In November Serena Williams, indisputably one of the greatest – if not the greatest – tennis player in history gave birth to her daughter by emergency Caesarean section. After the surgery, Williams reported to an attending nurse that she was experiencing shortness of breath and immediately assumed she was experiencing pulmonary embolism. The star athlete has a history of blood clots and had discontinued blood thinners before the surgical delivery. Contrary to William’s requests for a CT scan and blood thinners, medical staff assumed that pain medication had made her confused. A later CT scan confirmed Williams’ self-diagnosis. Stripping out the fact of Williams’ identity turns this near-miss into a terrifyingly common story in US maternal care, albeit one with a happier ending than many. The global trend in maternal death rates – the rate of women dying in childbirth and post-childbirth – has rapidly decreased over the past 15 years. At the same time, the US, despite recording one of the highest per capita income levels in the world, has one of the highest maternal mortality rates in the developed world.
There are some disputes over what counts as maternal death, and what doesn’t, with different institutions using different criteria to determine whether a death falls within the category or not. The WHO reports that the severe bleeding, infections (usually after childbirth), high blood pressure during pregnancy (pre-eclampsia and eclampsia) complications from delivery and unsafe abortion rank as the highest causes of maternal death globally. The causes of even these issues engage an extremely broad array of individual, institutional and systemic issues. The vista of causation and prevention for complications in pregnancy is extremely wide and troublingly complex, and all manner of policy decisions – often quite remote – have a direct bearing on the risk of death during pregnancy or childbirth. Part of the project of maternal and pregnancy advocacy lies in drawing the links between discrete policy decisions and the likelihood that a woman will die in pregnancy. Many of these causes are systemic – for example, maternal mortality rates are twice as high for women living in areas with high rates of poverty when compared with areas of low poverty. The breakdown of causes within these tranches is less clear – poor maternal nutrition, poor sex education and poor access to healthcare institutions are all indicated as likely contributors to the phenomenon. Consistent access to healthcare increases the likelihood that risk is identified and managed during pregnancy; conversely, the inaccessibility to many of continuous health monitoring during pregnancy increases risk of harm or death. According to the CDC, heart-related problems are involved in a substantial number of pregnancy-related deaths – high blood pressure and heart disease featuring as the likeliest suspects. The obesity epidemic therefore may play a role in the increased rate.

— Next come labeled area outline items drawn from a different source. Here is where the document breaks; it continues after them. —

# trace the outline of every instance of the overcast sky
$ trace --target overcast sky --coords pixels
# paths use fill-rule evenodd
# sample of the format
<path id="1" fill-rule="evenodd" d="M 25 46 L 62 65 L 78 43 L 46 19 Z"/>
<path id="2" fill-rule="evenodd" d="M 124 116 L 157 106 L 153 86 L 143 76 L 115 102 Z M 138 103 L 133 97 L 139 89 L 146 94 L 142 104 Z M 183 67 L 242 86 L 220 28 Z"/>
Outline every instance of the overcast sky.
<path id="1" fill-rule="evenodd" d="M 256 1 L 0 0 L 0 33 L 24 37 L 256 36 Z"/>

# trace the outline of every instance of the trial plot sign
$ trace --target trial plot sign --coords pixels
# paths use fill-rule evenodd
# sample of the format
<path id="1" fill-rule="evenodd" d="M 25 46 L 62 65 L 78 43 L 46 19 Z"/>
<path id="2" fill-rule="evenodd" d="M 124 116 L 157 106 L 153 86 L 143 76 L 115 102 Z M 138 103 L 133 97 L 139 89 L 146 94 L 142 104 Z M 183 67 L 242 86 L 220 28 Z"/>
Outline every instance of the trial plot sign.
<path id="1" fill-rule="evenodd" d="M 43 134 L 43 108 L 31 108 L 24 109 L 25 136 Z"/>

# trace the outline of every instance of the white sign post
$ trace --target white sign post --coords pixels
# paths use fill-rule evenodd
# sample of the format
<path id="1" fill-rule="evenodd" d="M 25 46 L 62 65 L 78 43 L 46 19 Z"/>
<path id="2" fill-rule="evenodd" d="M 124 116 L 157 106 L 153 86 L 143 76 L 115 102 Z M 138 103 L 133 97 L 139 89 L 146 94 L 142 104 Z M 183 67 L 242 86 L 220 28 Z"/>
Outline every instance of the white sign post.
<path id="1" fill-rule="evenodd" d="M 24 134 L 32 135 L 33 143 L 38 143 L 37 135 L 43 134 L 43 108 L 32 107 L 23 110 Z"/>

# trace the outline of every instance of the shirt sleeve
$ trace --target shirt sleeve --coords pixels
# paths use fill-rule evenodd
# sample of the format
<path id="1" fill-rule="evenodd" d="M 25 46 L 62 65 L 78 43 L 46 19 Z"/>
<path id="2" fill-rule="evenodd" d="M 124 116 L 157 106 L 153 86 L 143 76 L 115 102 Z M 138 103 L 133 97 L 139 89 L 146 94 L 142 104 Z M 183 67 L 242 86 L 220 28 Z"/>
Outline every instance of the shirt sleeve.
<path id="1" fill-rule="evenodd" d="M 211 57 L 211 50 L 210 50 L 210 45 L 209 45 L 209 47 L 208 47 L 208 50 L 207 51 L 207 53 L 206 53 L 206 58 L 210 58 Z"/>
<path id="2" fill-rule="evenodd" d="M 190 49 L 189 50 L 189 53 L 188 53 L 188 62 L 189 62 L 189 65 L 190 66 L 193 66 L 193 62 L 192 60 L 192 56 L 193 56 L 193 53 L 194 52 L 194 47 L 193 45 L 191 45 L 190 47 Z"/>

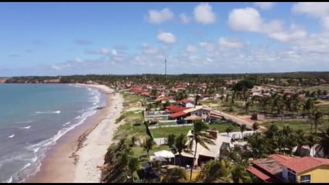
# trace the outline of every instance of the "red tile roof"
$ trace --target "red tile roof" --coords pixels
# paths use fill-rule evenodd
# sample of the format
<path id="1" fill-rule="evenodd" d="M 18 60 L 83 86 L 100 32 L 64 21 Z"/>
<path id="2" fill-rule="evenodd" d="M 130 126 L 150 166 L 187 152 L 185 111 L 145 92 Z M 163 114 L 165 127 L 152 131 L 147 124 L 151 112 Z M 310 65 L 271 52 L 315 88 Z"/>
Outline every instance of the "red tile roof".
<path id="1" fill-rule="evenodd" d="M 322 164 L 329 165 L 329 159 L 307 156 L 287 160 L 281 163 L 282 165 L 293 170 L 296 173 L 300 173 Z"/>
<path id="2" fill-rule="evenodd" d="M 249 166 L 247 168 L 247 171 L 255 175 L 265 182 L 269 182 L 271 180 L 271 177 L 268 176 L 254 166 Z"/>
<path id="3" fill-rule="evenodd" d="M 158 97 L 156 99 L 154 99 L 155 101 L 162 101 L 162 100 L 165 100 L 165 99 L 169 99 L 170 98 L 169 97 Z"/>
<path id="4" fill-rule="evenodd" d="M 188 109 L 188 108 L 185 108 L 185 107 L 182 107 L 182 106 L 167 106 L 166 107 L 166 112 L 168 110 L 167 112 L 180 112 L 186 109 Z"/>
<path id="5" fill-rule="evenodd" d="M 191 101 L 190 99 L 183 99 L 180 101 L 180 102 L 182 102 L 184 103 L 188 103 L 188 102 L 193 103 L 193 101 Z"/>
<path id="6" fill-rule="evenodd" d="M 184 111 L 180 111 L 176 113 L 171 114 L 170 116 L 172 118 L 177 118 L 177 117 L 180 117 L 182 116 L 184 116 L 185 114 L 187 114 L 187 113 L 184 112 Z"/>
<path id="7" fill-rule="evenodd" d="M 294 158 L 293 157 L 286 156 L 276 154 L 276 153 L 269 155 L 269 158 L 272 158 L 280 162 Z"/>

None of these issues can ever be the full story of what is happening to pregnant women in the US, because none of these issues float independently of one another, or of economic and social structures. Obesity and poor healthcare access both track with poverty, which dulls the potential effect of concentrating on individual health when it comes to resolving the rate of women dying in, or after childbirth. The role played by race and racism is another understudied and extremely worrying aspect of the US record on maternal death. Black women die at a rate that is 3 to 4 time higher than the corresponding rate for white women in the US, a rate that rivals the maternal statistics of Uzbekistan and Mexico according to the World Health Organisation. The phenomenon persists when wealth is controlled for – one analysis of NYC maternal death patterns reports that college-educated black women are more likely to suffer severe birth complications than white women who haven’t completed high school. Focusing on maternal death as a medical matter alone cannot hope to account for these wild discrepancies in death across demographics.
The politicised nature of attendant healthcare is another factor in maternal death in the US. Access to contraception is a strong determinant of risk, not simply because it prevents pregnancy (this much is obvious) but because it increases the likelihood that a pregnancy is planned and considered, which correlates with the opportunity to confront healthcare decisions and pre-plan an approach to managing pregnancy on the part of patients. The ability to offer abortion, and safe abortion is another, as it ensures that women and their healthcare providers can manage risk in pregnancy more safely and expediently than in scenarios where even dangerous pregnancies must be carried to term, often where the pregnancy is generating a serious risk to the health of the woman, but not necessarily to her life – yet. In a terrifying example of policy in action, Texas’ maternal mortality rate more than doubled from 2010 to 2014, as the state gutted funding to Planned Parenthood and closed more than half of its abortion clinics.
Treating maternal death as a medical issue, or as an individualized issue are both too shallow an approach to lead to real resolution of the USA’s climbing maternal mortality rate and appropriately protect women. As many as 98% of maternal deaths are preventable. The real issue is that the prevention needed strikes close to the heart of interlocking systems of poverty, racial discrimination and gender discrimination. The call to action for advocates is to systematically chip away at the scaffolding of these issues in systemic discrimination as much as it is to focus on discrete pregnancy-focused policy. Political decisions, both those which are tailored towards pregnancy and birth, as in the case of contraception and abortion access, and those which are addressed more generally, as in the case of wealth and poverty politics, must be scrutinized and criticized to move the needle on the US’ record.